Train Clustering Model

Article
05/06/2019

Important

Support for Machine Learning Studio (classic) will end on 31 August 2024. We recommend you transition to Azure Machine Learning by that date.

Beginning 1 December 2021, you will not be able to create new Machine Learning Studio (classic) resources. Through 31 August 2024, you can continue to use the existing Machine Learning Studio (classic) resources.

See information on moving machine learning projects from ML Studio (classic) to Azure Machine Learning.
Learn more about Azure Machine Learning.

ML Studio (classic) documentation is being retired and may not be updated in the future.

Trains a clustering model and assigns data from the training set to clusters

Category: Machine Learning / Train

Note

Applies to: Machine Learning Studio (classic) only

Similar drag-and-drop modules are available in Azure Machine Learning designer.

Module overview

This article describes how to use the Train Clustering Model module in Machine Learning Studio (classic), to train a clustering model.

The module takes an untrained clustering model that you have already configured using the K-Means Clustering module, and trains the model using a labeled or unlabeled data set. The module creates both a trained model that you can use for prediction, and a set of cluster assignments for each case in the training data.

Note

A clustering model cannnot be trained using the Train Model module, which is the generic module for creating machine learning models. That is because Train Model works only with supervised learning algorithms. K-means and other clustering algorithms allow unsupervised learning, meaning that the algorithm can learn from unlabeled data.

How to use Train Clustering Model

Add the Train Clustering Model module to your experiment in Studio (classic). You can find the module under Machine Learning Modules, in the Train category.
Add the K-Means Clustering module, or another custom module that creates a compatible clustering model, and set the parameters of the clustering model.
Attach a training dataset to the right-hand input of Train Clustering Model.
In Column Set, select the columns from the dataset to use in building clusters. Be sure to select columns that make good features: for example, avoid using IDs or other columns that have unique values, or columns that have all the same values.
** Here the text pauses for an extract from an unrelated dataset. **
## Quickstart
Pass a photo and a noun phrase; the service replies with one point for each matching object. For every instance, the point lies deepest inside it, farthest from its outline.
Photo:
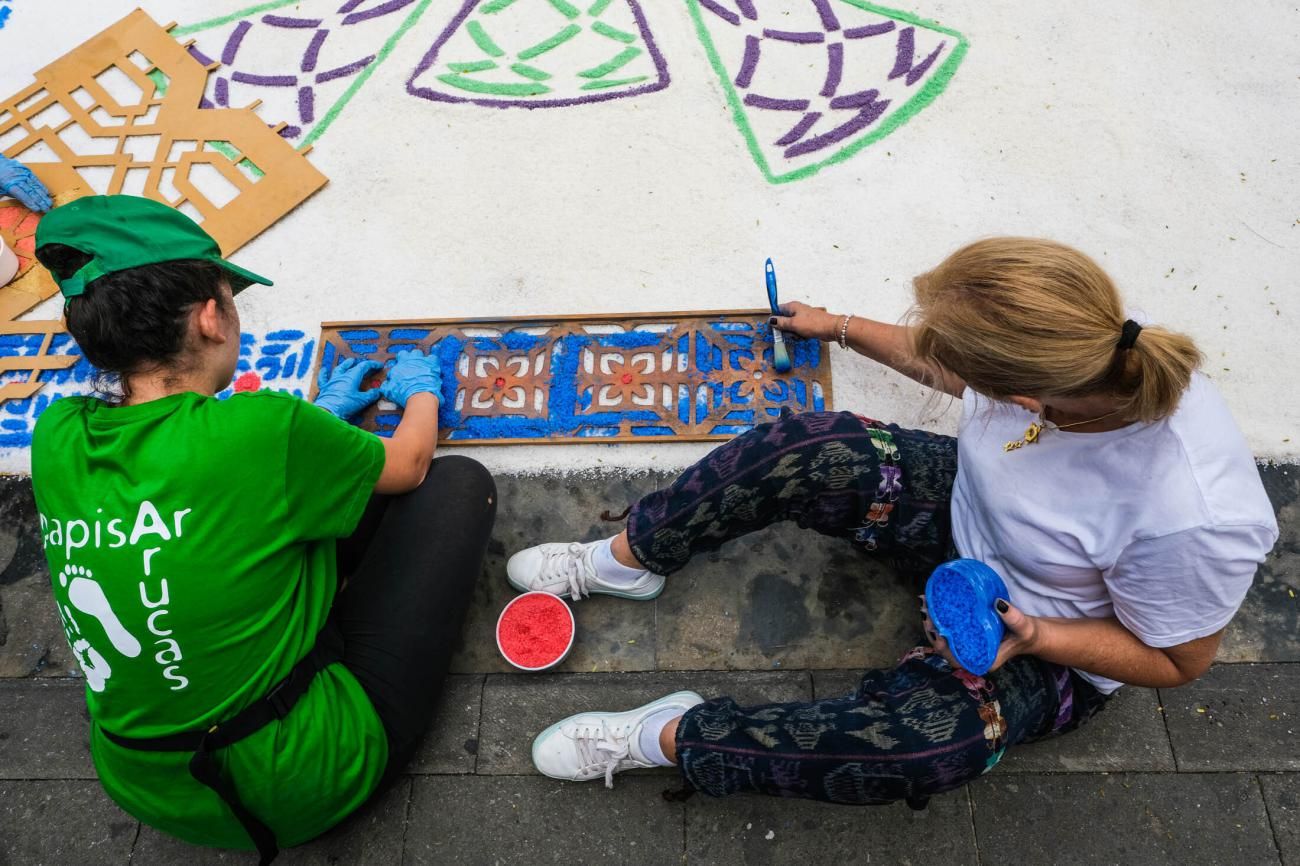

If a label is available, you can either use it as a feature, or leave it out.
Select the option, Check for Append or Uncheck for Result Only, if you want to output the training data together with the new cluster label.

If you deselect this option, only the cluster assignments are output.
Run the experiment, or click the Train Clustering Model module and select Run Selected.

Results

After training has completed:

To view the cluster and their separation in a graph, right-click the Results dataset output and select Visualize.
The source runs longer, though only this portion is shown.